Los dirigidos por Thomas Tuchel, artífice de una gran revolución en el equipo londinense desde que llegó para suceder a Frank Lampard, han conseguido plasmar el plan de su entrenador de la mejor forma posible. Poco a poco avisaron a Timo Werner con tres opciones claras que volvieron a ser imprecisas en la definición.

Los de Josep Guardiola también tuvieron sus ocasiones en la primera parte y lo más importante fue a los pies de Phil Foden, que lo tuvo todo para salvarlo tras un gran pase de Kevin de Bruyne, pero apareció un gran corte de Antonio Rüdiger con un salvando una pierna.

Como todo marcaba el final de la primera parte, la velocidad apareció en las transiciones del Chelsea en el minuto 42 cuando Mason Mount envió un preciso pase al suelo desde el centro del campo para encontrar a Kai Havertz, quien sacó a Ederson a voluntad para definir y poner. es 1-0.

La segunda mitad tuvo una dinámica diferente, menos ritmo y mareos ya que los jugadores de Stamford Bridge cedieron el balón casi por completo.
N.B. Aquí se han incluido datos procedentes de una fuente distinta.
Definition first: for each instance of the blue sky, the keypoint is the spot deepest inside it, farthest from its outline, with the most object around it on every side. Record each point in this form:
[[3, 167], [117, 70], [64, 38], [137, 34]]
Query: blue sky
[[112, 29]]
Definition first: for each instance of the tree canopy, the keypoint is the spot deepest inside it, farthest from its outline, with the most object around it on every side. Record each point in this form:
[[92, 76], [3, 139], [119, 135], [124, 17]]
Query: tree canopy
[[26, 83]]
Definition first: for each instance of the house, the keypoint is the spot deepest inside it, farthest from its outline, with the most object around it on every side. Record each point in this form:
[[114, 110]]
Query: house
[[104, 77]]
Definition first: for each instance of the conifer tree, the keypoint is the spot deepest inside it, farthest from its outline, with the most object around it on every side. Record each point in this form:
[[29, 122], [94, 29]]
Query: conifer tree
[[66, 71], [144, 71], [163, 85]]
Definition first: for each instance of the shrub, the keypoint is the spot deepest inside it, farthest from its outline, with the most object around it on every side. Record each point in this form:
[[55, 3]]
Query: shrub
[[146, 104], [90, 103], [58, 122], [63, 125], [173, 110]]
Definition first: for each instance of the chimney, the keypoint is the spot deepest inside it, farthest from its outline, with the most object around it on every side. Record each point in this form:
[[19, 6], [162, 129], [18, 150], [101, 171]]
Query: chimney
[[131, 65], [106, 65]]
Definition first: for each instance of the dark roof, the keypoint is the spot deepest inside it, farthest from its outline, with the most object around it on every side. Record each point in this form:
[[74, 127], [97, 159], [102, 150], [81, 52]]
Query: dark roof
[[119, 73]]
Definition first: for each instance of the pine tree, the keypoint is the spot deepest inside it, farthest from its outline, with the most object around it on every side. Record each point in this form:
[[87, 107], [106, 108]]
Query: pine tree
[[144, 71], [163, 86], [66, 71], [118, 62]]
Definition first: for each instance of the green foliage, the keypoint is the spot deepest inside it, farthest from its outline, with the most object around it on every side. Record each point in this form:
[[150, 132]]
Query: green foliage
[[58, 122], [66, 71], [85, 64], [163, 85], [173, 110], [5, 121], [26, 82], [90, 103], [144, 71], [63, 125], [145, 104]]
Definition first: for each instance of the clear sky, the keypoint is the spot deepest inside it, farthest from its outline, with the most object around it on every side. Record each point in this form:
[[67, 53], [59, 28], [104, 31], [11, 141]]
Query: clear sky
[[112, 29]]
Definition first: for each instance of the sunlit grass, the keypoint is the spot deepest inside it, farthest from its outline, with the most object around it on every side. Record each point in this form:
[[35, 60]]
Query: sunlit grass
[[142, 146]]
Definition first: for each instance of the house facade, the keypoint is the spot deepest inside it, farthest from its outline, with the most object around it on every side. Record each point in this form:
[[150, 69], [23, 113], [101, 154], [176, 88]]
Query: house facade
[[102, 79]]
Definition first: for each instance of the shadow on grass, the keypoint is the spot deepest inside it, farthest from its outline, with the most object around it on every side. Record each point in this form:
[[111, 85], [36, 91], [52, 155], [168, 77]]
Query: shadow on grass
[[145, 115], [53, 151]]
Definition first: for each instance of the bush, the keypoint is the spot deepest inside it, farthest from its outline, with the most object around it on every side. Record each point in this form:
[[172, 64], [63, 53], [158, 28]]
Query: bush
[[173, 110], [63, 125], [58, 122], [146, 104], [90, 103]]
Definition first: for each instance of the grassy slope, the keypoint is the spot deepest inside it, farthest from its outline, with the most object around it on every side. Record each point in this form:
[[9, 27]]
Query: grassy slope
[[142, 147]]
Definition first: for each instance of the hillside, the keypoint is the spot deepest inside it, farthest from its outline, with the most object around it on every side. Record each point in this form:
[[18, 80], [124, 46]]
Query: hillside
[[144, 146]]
Una de las acciones más notorias se produjo en el momento del encuentro, cuando De Bruyne tuvo que dimitir completamente aturdido tras un violento choque con Rüdiger.
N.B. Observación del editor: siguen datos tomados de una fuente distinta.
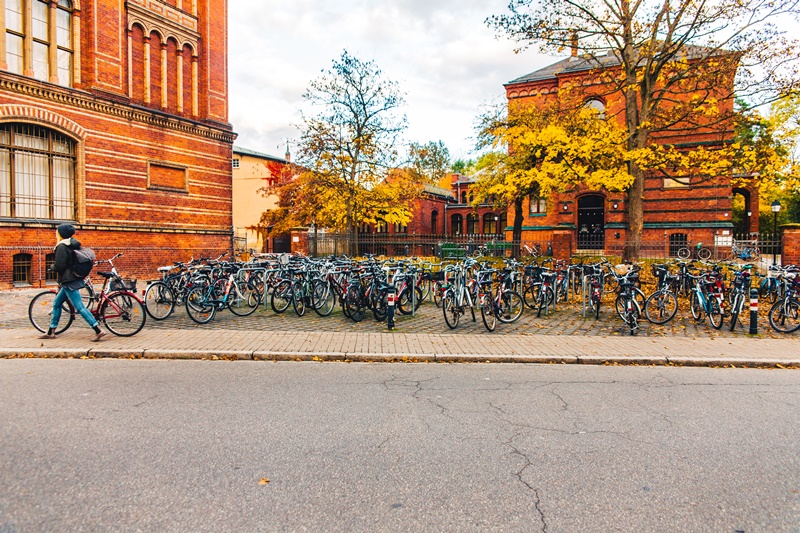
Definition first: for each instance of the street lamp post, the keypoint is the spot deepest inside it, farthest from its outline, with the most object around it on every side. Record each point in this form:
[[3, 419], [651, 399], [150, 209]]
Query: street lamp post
[[776, 207]]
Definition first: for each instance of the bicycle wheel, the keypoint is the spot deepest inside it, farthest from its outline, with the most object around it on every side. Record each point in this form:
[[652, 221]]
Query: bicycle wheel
[[696, 307], [281, 297], [354, 302], [632, 318], [715, 316], [380, 304], [546, 299], [159, 301], [450, 310], [123, 314], [299, 299], [437, 292], [660, 307], [322, 297], [40, 311], [530, 294], [404, 300], [197, 306], [510, 307], [487, 312], [784, 316], [736, 308], [244, 298]]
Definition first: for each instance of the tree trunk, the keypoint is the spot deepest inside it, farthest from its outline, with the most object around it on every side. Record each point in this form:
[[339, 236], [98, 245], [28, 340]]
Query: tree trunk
[[517, 231], [633, 241]]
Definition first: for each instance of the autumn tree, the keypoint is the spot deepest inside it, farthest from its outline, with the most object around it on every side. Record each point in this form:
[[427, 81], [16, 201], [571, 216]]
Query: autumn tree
[[429, 161], [348, 147], [540, 150], [670, 63]]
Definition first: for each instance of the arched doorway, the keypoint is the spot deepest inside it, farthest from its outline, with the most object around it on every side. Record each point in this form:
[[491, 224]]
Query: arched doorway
[[743, 218], [591, 221]]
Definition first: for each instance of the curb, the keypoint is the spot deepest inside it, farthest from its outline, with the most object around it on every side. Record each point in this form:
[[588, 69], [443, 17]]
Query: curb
[[345, 357]]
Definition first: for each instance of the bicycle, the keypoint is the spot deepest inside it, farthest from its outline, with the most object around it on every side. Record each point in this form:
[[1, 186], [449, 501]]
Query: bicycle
[[707, 298], [784, 315], [699, 251], [627, 306], [457, 298], [661, 306], [239, 296], [117, 306], [745, 251], [739, 293]]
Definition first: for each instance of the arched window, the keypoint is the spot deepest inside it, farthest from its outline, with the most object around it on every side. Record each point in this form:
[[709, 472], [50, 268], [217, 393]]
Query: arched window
[[472, 224], [455, 224], [598, 106], [490, 224], [49, 259], [22, 268], [37, 173], [49, 61]]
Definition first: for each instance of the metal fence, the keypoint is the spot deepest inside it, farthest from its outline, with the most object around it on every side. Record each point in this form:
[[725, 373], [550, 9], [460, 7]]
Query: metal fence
[[402, 245], [763, 249]]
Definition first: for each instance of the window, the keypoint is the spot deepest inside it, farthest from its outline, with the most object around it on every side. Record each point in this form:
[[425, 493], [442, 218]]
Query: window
[[49, 259], [22, 268], [538, 205], [455, 224], [676, 242], [43, 63], [472, 224], [490, 224], [598, 106], [670, 183], [37, 173]]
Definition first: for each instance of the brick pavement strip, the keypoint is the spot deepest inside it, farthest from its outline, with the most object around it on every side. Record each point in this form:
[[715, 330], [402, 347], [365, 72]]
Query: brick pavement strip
[[566, 338]]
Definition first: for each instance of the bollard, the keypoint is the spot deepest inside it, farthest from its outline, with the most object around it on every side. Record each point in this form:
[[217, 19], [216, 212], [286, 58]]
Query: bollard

La ciudad lo intentó, pero no tuvo opciones muy claras salvo aquellas que Ilkay Gundogan y Gabriel Jesús no conectaron tras el centro en las bandas. Chelsea supo condenar a través de Christian Pulisic, que prácticamente los mandó de la mano al costado de uno de los palos.

Los del Manchester lo intentaron hasta el final, incluso apostando por Sergio Agüero en busca de lo heroico en su último compromiso con la institución, pero nunca tuvo un final claro para la eliminatoria y alargó las acciones. El Chelsea lo soportó mejor y ganó su segunda Champions League en la historia del club gracias al movimiento radical con Tuchel en el banquillo.